Inslee is taking steps to divert $175 million from ongoing highway projects to remove and replace culverts that impede the passage of salmon to spawning grounds and fish to the ocean.
The state Department of Transportation announced last month that it intends to transfer $70 million from the mega Highway 520 bridge rebuilding project and $30 million from a second huge undertaking to widen several miles of I-5 near Joint Base Lewis-McChord.
Those dollars didn’t get spent in the last budget cycle, aren’t needed in this one and will be available in the 2021-23 budget, officials said. No other projects will be affected, they said.
That’s not how lawmakers see it. In their minds, they gave the department authority long ago to move small sums from one project to another for operating efficiency. Nothing of this magnitude was ever imagined. They want the governor to stop and warned “the proposed course of action risks good will.”
“Never before has this tool been used by a Governor to try to increase funding beyond legislatively provided levels established in law, circumventing the Legislature’s authority to write a budget,” wrote the Democratic and Republican leaders of the House and Senate transportation committees in a Sept. 27 letter to Inslee.
They insist other projects will be slowed or stalled in the future, to the tune of $175 million, to cover the proposed transfer.
Lawmakers understand Inslee wants to move the state closer to complying with a federal court order to remove hundreds of barriers by 2030. It’s a task with a $3.8 billion price tag.

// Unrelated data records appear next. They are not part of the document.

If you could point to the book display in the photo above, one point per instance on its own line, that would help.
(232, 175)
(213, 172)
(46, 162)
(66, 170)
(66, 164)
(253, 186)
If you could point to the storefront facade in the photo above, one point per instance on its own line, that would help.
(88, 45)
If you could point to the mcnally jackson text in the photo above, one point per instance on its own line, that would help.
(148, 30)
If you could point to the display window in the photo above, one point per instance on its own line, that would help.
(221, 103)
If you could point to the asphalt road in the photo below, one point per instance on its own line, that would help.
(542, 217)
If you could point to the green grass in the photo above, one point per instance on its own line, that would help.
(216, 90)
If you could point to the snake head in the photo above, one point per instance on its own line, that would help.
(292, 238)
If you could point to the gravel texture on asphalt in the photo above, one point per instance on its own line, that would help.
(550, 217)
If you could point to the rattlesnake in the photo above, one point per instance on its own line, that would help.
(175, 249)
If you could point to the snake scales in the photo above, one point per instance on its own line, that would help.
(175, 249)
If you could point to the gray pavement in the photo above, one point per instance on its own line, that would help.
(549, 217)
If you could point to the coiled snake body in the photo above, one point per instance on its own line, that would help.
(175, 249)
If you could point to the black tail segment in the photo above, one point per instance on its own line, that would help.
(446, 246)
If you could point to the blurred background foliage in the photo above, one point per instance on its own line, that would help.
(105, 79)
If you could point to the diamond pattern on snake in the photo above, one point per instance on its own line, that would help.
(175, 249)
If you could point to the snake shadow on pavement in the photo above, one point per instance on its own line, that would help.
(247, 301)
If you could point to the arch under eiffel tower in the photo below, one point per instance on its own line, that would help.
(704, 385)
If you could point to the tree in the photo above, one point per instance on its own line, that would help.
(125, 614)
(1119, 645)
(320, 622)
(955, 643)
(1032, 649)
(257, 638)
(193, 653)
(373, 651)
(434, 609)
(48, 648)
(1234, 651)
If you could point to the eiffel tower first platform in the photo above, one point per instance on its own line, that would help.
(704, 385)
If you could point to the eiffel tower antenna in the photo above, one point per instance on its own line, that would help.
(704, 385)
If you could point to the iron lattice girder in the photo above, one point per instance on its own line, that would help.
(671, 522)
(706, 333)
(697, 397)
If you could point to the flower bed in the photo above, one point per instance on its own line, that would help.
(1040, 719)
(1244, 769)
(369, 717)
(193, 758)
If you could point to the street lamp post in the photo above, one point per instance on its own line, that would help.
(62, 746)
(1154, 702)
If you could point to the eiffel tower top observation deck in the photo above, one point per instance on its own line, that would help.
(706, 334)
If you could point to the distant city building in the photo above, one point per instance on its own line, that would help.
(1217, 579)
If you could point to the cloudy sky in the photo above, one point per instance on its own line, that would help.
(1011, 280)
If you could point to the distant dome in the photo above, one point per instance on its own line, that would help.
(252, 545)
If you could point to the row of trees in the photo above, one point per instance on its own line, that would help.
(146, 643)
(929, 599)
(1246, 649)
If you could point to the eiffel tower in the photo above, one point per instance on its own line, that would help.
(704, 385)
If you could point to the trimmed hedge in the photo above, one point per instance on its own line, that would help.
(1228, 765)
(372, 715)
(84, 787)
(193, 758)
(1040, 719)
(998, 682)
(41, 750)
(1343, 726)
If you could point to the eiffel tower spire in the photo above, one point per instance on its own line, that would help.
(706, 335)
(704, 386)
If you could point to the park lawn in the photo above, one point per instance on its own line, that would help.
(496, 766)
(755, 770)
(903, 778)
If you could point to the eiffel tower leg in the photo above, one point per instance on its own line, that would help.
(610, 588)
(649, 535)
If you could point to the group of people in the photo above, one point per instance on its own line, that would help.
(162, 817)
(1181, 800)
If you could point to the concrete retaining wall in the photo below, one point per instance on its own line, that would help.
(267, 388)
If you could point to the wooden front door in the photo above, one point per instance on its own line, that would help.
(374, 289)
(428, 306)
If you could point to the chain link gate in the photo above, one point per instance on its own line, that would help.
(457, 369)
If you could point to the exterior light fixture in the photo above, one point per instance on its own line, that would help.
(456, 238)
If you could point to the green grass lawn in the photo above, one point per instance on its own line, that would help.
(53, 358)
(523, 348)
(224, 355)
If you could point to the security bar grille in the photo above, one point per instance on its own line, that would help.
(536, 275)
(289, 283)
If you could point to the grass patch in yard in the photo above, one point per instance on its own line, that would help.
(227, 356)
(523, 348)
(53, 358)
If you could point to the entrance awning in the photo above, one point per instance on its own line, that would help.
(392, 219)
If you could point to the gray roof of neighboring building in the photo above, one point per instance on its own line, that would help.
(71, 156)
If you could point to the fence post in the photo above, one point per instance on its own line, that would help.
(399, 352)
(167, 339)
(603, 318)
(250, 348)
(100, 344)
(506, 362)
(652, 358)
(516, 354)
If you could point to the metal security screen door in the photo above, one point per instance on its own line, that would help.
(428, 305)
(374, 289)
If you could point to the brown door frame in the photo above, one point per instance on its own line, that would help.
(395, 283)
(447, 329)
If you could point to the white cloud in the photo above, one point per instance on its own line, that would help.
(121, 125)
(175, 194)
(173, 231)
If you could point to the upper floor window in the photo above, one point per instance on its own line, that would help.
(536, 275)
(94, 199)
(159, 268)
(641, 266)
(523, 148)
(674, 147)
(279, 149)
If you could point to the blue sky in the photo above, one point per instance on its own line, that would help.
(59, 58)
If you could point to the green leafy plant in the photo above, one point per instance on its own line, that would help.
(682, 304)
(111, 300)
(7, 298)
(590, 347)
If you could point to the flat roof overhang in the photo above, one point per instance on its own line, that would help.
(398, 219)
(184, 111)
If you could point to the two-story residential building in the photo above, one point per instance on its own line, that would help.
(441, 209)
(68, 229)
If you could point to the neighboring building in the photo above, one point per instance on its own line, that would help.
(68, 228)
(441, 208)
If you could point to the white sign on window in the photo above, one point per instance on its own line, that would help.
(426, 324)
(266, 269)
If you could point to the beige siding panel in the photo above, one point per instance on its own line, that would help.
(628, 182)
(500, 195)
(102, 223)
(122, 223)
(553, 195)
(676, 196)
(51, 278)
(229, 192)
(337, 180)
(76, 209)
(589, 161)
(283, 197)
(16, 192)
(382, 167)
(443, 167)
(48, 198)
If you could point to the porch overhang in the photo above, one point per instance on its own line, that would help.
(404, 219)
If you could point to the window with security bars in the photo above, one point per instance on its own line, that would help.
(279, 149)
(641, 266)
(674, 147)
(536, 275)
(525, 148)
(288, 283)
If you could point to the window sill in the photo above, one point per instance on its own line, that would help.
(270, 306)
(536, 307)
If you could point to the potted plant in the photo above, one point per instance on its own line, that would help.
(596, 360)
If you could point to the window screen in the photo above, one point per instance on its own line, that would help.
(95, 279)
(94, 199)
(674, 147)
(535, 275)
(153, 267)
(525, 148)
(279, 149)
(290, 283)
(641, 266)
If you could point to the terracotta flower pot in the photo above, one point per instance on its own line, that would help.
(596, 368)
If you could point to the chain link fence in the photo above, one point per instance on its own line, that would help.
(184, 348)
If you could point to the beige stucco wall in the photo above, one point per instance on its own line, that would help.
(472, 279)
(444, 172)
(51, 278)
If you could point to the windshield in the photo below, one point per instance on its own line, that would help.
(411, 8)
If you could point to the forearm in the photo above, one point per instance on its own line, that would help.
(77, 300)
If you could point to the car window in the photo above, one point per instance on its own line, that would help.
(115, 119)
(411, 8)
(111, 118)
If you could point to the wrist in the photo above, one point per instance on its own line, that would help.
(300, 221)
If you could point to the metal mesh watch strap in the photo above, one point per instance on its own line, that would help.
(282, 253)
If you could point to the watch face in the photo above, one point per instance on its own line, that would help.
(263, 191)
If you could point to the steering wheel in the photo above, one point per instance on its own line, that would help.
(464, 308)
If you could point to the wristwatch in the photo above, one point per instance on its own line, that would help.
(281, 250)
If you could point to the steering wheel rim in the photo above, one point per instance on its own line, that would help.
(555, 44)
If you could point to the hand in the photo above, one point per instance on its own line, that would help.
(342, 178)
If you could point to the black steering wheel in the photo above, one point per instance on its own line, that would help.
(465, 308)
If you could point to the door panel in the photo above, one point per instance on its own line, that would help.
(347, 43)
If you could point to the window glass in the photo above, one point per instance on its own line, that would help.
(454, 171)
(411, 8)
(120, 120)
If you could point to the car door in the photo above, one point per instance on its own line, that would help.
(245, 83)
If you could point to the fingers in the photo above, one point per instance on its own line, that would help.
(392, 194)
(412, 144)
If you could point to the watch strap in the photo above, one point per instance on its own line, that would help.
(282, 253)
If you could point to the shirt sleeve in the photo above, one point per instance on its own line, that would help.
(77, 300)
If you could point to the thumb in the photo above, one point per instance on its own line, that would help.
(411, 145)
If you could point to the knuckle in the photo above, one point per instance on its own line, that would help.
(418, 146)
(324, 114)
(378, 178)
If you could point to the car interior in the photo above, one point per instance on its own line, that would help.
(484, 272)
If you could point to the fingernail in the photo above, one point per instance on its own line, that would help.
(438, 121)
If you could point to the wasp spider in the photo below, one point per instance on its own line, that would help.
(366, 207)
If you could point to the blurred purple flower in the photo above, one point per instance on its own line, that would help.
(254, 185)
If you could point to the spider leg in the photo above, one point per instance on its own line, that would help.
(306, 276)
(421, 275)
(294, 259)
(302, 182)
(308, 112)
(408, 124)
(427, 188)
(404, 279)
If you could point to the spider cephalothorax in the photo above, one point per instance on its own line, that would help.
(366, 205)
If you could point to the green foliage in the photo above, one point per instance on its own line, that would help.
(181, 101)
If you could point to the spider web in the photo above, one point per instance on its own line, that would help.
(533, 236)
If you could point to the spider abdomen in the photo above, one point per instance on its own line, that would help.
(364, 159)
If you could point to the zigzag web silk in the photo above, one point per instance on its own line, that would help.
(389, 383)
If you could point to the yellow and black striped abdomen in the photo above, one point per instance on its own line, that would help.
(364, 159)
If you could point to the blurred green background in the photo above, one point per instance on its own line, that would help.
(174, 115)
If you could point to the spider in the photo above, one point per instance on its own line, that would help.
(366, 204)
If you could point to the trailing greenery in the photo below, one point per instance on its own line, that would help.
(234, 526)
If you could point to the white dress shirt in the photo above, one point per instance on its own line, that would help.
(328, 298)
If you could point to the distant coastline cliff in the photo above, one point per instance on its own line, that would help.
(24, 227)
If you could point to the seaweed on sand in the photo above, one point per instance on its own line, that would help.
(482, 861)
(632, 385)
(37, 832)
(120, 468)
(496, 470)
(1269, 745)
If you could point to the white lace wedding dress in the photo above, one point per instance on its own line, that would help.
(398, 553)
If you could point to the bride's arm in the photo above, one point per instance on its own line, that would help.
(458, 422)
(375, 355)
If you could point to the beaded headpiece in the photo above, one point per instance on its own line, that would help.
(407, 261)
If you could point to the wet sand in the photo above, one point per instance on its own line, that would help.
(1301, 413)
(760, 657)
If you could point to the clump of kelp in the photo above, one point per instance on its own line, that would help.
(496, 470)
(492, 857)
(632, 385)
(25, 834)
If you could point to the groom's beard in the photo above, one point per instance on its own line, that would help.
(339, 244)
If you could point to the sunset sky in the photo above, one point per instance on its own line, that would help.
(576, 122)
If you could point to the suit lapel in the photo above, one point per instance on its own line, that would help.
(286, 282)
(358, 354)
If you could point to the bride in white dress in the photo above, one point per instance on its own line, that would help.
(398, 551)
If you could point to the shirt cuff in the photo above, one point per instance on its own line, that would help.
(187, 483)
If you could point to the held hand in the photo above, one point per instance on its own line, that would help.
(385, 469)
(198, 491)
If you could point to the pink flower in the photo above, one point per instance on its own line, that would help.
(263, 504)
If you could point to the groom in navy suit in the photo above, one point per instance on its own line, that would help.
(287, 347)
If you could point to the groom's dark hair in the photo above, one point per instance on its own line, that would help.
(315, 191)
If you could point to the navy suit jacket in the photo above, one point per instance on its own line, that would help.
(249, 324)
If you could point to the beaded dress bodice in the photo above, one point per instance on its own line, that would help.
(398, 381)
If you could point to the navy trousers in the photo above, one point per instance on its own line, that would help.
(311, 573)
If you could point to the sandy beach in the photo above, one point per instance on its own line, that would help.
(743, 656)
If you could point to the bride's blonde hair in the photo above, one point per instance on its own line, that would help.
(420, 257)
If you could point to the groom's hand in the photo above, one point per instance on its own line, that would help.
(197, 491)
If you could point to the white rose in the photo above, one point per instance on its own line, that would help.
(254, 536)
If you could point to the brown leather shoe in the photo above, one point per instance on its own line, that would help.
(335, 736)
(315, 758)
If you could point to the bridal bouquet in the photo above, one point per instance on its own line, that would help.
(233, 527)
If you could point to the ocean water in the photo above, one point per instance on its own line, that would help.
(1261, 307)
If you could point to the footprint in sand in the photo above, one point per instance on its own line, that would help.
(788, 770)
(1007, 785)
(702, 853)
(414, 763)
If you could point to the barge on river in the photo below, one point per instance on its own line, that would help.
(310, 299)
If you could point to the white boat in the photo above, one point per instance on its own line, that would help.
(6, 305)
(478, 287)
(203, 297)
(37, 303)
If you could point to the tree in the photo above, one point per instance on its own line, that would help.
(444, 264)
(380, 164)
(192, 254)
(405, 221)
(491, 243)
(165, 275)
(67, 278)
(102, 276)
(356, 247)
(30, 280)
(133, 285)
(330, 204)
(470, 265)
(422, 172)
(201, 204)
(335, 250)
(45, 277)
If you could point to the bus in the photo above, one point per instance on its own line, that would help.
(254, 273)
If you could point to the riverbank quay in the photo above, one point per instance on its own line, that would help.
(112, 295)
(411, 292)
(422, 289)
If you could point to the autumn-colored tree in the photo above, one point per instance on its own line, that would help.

They allotted $100 million for the effort in the two-year transportation budget. But Inslee made clear in May it wasn’t enough. He ordered the transfer, ticking off Democratic and Republican lawmakers in both chambers.
Privately, several whispered about the irony, given Inslee’s lambasting of President Donald Trump for diverting money from the defense budget to build a border wall. Inslee said that move demonstrated “a clear disdain of congressional authority” — which is kind of how some state lawmakers feel about the governor’s attitude toward their authority.
In the Sept. 27 letter, a quartet of lawmakers said “we will need to work together” on removal of culverts.
“Bypassing the legislative process in the manner proposed here does not solve this matter; we ask you to stop this proposal and engage in a more productive path,” they wrote.
It was signed by Sen. Steve Hobbs, D-Lake Stevens, and Rep. Jake Fey, D-Tacoma, the committee chairmen, and Sen. Curtis King, R-Yakima, and Rep. Andrew Barkis, R-Olympia, the ranking minority members on each panel.
Inslee isn’t giving ground.
“I had a plan that would have made progress in the current budget. But these legislators failed to find a way to fund the work that is needed to save salmon, live up to tribal treaty rights and comply with the decision from the nation’s highest court,” he said in comments released by his office Tuesday.
Inslee chided them for putting less money toward the effort in this two-year budget cycle than the previous one, then asserting they actually had put in more.
“Their claim that they increased funding for culverts is demonstrably false,” he said. “By our decision to increase the funding, we are staying on schedule to meet the court’s requirements.”
Transportation officials plan to announce another transfer in November.
Lawmakers aren’t sure they can do anything to stop the transfer. But the 2020 legislative session isn’t far away.
There’s plenty of time to butt heads and, they hope, change a mind.